Long narrow hulls of the initial 2 LRC-58 explorer Yachts from Artnautica.
Moving along to the designs. FPB is the product of a single team and yard; all 18 variants are currently sailing. From 20 through 34 meters and 40 through 130 metric Tonnes displacement. Artnautica designs are still incubating, with nine variations sailing or in build and five under contract negotiation. The range ranges from 18 to 26 meters and 15 to 60 tonnes.
Table 1 compares the physical characteristics of the Artnautica and FPB ranges. Figures are rounded and scraped from the internet, with no claims of accuracy!
At the lower end, you have the LRC designs, short sea capable craft of lighter weight scantlings but similar high Length to Beam ratio. At the bigger end, you have the XPM designs that are a close comparison to FPB with similar Coefficients and heavy-weight construction though slightly narrower and shallower hulls. A more detailed comparison of FPB-70 and XPM-78 can be found HERE.
Solid scantlings and increased hull shell plate thickness to resist the harsh realities of exploration. XPM-78, initial design concept drawings for hull No 1.
The point to note here, though, is over their 14 years or so production run, Circa Marine built a total of 18 hulls. Artnautica designs now number 14 hulls sailing, under construction, or negotiating a yard contract.
Illustration of the production run for Artnautica (14), and FPB (18) designs as of 2022.
The ranges are not identical, FPB's tend to favor the larger and heavier construction philosophy similar to XPM, while at the smaller end, the LRCs are light and nimble. Those light, nimble hulls can take advantage of technology and are increasingly investigating hybrid drives, twin engines, and battery centric rather than generator-centric systems.

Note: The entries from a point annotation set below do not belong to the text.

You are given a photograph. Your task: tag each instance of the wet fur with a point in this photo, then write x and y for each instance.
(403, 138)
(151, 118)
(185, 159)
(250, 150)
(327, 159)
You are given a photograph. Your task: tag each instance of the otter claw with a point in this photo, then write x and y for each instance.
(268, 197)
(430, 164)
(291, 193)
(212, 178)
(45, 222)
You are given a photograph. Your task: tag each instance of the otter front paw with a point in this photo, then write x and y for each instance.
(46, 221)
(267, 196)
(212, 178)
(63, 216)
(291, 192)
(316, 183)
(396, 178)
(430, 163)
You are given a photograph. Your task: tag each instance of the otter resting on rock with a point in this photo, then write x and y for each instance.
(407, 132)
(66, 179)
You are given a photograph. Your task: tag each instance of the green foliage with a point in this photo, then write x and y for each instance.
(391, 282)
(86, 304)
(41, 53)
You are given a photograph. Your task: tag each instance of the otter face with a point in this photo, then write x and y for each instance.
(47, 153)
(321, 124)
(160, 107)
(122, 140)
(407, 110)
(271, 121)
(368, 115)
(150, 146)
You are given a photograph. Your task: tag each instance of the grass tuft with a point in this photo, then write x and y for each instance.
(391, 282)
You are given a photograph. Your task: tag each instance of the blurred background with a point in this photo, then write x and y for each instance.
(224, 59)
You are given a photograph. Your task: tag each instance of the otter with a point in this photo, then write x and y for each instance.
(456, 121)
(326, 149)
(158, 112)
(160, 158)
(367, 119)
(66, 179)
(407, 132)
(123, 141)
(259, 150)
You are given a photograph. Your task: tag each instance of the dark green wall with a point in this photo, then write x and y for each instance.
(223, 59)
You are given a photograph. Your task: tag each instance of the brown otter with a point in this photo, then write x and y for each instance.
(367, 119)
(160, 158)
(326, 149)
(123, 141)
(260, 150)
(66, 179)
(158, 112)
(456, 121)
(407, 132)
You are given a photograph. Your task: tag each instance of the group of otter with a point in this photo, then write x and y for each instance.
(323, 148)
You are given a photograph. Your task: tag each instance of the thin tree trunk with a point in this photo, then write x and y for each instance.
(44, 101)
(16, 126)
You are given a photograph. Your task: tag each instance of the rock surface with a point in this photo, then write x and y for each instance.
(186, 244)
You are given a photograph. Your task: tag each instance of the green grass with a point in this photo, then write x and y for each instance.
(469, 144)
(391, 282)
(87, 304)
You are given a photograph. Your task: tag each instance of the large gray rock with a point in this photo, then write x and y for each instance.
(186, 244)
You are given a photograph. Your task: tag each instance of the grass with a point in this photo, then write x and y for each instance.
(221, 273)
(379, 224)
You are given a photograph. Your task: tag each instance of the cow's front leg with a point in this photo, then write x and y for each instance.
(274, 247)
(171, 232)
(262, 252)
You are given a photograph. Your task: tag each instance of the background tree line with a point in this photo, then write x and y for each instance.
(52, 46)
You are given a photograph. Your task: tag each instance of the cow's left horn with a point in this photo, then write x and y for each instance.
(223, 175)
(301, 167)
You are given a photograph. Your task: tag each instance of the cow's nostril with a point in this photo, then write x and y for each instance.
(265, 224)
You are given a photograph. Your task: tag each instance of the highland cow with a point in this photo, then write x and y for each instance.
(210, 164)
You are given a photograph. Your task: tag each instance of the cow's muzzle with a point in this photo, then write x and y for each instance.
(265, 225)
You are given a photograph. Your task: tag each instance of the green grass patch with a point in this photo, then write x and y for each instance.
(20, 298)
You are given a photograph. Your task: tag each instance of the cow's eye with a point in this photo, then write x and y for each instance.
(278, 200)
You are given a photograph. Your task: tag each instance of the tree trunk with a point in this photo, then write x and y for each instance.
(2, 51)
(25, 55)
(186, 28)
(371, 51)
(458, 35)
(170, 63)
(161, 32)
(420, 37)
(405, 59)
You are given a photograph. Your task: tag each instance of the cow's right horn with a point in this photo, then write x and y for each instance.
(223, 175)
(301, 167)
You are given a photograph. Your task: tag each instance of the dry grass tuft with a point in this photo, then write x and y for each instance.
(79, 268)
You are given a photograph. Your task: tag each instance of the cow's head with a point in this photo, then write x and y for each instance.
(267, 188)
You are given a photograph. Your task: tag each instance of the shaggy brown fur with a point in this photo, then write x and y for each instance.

Read also: XPM-78 - Designing the First Hull
Hull of the first XPM-85 under construction at Naval Yachts, close-up including a close-up of the 25mm aluminum stem plate and impact crumple zone. The character is Don Gregory, a ex seagoing Chartered Marine Engineer and long-time friend.
Hydrodynamics is science; as such, none of us are entitled to our personal facts, only opinions. Table (1) above lists some basic parameters for each hull. Length, draft, displacement, range. Unsurprisingly, the accurate picture is that these designs have similar hull speeds and ranges. Evolution has created similar designs by embracing the same philosophy of long, narrow, shallow draft hulls of seaworthy construction pursuing the same aim, sea handling, and range. The same reason a dolphin looks similar to a shark and a bat to a bird. Funny that.
So, in summary, it does look now like you can spell a successful extreme passage maker with a three-letter group - FPB, LRC, or XPM. It's all one and the same to those in the know.